講演情報
[3306]分子動力学法によるCO2圧入時のシェールガス脱着率の評価
○馬場 陵太朗1[修士課程]、村田 澄彦1、小林 和弥1 (1. 京都大学)
司会: 濱中晃弘(九州大学)
キーワード:
シェールガス、ケロジェン、CO2-EGRS、競争吸着、分子動力学法
CO2-EGRS(Enhanced Gas Recovery and Storage)は一次回収後の地層内にCO2を圧入し、天然ガス(CH4)を脱着させることで、CO2地下貯留とガスの増進回収を両立する技術である。しかし、CO2圧入にともなう地層の圧力増加分(ΔP)に対するCH4脱着率の変化や、ケロジェン分子の化学組成が脱着挙動に及ぼす影響は十分に解明されていない。

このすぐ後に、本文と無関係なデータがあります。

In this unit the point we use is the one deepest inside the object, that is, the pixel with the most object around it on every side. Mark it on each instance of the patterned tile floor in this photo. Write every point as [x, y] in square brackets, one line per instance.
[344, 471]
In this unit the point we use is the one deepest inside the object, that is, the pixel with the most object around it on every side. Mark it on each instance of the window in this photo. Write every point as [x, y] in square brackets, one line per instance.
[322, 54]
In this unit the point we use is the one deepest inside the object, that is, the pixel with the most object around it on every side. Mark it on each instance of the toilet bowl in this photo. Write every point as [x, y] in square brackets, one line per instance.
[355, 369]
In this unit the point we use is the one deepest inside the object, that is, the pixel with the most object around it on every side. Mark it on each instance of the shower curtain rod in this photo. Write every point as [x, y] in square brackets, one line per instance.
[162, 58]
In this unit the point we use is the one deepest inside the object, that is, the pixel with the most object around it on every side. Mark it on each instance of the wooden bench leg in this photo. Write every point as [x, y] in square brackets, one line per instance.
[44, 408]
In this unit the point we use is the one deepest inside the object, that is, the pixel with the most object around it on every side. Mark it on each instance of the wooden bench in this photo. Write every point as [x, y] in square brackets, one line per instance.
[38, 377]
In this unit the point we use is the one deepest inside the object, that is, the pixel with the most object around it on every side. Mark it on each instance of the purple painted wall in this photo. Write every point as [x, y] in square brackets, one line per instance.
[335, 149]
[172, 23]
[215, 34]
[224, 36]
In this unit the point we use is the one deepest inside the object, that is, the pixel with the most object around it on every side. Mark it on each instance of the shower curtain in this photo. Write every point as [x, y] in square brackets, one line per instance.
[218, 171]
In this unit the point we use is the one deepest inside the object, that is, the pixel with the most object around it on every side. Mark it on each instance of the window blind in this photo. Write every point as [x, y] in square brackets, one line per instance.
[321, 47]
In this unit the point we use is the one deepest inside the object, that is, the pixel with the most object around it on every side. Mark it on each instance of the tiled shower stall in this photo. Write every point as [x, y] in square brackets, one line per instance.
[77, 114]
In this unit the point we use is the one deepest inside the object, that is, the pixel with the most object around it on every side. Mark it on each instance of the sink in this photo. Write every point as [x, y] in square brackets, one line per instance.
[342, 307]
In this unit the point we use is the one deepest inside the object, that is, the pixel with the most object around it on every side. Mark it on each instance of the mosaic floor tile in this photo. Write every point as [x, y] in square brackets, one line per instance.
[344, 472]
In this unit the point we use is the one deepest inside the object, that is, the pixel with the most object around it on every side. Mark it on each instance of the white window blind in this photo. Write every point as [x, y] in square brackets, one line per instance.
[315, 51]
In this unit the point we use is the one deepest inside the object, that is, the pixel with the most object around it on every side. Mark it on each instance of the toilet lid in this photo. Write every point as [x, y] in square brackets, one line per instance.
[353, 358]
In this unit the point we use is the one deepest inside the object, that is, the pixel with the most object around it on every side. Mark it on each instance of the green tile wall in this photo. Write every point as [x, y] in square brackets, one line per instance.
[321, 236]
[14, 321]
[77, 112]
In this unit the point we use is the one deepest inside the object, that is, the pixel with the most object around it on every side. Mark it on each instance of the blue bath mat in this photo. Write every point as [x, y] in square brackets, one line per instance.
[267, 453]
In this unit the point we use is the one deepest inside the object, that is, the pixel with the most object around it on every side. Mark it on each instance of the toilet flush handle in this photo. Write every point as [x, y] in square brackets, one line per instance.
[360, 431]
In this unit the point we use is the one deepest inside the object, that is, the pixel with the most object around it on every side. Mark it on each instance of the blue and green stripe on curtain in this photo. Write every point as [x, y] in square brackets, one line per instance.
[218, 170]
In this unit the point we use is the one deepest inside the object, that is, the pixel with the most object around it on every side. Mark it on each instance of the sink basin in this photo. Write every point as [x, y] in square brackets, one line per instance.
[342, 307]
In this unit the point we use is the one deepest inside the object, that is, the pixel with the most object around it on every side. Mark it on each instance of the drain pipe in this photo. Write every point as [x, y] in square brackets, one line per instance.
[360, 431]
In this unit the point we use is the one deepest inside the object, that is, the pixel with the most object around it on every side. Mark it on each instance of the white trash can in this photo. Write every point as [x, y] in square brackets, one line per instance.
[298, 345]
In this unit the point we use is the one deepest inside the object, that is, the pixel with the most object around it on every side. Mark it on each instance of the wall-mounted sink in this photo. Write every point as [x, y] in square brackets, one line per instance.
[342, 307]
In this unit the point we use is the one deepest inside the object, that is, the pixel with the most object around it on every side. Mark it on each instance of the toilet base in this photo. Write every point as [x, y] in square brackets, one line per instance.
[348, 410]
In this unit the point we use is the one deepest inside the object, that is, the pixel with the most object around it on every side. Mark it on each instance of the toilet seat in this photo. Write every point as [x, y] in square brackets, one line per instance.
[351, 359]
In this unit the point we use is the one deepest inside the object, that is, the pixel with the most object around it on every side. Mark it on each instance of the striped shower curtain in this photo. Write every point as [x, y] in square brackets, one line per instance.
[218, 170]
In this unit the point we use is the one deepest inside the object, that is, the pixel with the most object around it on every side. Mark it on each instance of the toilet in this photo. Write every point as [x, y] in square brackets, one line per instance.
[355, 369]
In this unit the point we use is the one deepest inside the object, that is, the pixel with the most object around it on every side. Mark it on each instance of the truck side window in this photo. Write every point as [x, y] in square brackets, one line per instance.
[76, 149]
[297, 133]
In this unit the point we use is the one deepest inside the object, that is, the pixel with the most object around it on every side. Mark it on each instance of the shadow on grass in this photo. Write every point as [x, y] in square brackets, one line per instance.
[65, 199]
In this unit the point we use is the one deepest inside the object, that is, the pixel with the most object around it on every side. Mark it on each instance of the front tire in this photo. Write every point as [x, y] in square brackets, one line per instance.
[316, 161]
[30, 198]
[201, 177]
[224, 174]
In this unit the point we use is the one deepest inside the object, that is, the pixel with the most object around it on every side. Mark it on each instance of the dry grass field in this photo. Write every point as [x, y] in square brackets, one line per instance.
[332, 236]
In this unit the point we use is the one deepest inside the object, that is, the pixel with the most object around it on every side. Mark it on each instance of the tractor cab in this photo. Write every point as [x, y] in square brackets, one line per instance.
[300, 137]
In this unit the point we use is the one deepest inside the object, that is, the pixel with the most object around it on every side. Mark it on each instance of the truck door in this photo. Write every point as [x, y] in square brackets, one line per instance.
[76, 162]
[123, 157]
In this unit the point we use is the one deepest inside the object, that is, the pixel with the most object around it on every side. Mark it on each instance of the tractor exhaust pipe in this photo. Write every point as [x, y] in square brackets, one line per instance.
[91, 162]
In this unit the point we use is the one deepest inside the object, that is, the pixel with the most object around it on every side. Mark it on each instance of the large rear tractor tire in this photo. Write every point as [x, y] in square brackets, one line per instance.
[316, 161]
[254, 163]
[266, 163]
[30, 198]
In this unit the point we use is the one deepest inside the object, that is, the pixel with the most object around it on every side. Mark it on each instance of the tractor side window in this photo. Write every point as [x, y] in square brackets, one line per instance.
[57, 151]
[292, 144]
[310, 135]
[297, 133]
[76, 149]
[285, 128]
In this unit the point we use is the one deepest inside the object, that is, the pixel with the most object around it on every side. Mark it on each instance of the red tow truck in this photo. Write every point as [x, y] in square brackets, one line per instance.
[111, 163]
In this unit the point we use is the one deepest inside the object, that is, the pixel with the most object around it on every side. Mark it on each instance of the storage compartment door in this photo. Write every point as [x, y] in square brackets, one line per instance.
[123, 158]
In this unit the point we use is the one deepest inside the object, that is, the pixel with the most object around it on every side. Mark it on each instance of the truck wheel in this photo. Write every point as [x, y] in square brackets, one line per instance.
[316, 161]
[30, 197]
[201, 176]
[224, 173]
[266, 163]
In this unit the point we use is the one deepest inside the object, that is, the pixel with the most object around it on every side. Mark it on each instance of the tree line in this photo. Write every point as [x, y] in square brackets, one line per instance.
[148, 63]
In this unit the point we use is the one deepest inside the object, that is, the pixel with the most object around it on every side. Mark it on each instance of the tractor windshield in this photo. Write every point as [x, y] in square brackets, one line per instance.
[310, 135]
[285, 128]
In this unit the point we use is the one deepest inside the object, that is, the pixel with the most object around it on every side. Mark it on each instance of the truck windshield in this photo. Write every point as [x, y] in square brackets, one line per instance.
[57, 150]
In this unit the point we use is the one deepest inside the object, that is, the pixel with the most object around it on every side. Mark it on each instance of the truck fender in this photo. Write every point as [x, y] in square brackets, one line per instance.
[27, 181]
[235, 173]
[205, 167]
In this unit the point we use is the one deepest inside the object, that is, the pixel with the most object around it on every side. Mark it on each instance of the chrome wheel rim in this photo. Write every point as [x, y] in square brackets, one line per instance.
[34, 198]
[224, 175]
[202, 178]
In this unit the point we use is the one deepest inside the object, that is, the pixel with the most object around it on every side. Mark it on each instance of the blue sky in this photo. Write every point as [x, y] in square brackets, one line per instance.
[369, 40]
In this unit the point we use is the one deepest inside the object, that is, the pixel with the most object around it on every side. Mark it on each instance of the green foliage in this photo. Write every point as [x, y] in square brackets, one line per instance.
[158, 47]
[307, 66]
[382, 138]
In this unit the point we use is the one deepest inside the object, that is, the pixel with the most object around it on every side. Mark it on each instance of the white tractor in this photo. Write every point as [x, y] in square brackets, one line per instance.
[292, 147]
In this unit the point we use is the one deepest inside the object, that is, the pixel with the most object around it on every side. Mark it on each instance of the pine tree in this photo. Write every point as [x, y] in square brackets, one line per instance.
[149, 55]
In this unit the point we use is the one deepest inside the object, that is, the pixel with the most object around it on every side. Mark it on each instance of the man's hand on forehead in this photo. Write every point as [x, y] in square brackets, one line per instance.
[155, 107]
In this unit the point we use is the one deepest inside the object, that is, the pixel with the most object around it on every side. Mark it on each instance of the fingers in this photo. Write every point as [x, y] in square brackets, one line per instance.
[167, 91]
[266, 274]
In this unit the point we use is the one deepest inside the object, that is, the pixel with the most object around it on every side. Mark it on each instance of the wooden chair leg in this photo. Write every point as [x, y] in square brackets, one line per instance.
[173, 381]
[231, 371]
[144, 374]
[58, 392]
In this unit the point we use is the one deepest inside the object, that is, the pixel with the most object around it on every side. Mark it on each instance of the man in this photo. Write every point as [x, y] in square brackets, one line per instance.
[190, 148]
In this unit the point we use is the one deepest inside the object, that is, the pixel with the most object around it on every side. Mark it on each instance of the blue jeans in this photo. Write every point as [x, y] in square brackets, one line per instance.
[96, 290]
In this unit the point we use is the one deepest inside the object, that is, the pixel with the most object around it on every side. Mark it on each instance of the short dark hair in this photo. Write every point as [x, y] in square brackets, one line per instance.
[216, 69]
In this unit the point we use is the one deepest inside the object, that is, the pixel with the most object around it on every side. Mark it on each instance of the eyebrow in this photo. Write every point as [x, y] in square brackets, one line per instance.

本研究では、温度を350 Kとし、一次回収後の地層圧力を10、20、30 MPaとした3条件において、2種類のケロジェンモデルを用いた分子動力学シミュレーションを行い、CH4脱着率を評価した。その結果、いずれの条件でもΔPの増加に伴いCH4脱着率は上昇したが、CO2の吸着サイトが飽和すると、それ以上ΔPを増加させても脱着率の増加は限定的であった。また、CO2はケロジェン中の酸素原子に強く吸着することが判明し、酸素原子を除いたケロジェンモデルでは、CO2の吸着量が減少しCH4脱着率も低下した。以上より、CO2-EGRSの効率化には、適切な圧力増加分に加え、ケロジェン中の酸素原子量を考慮することが重要であると示された。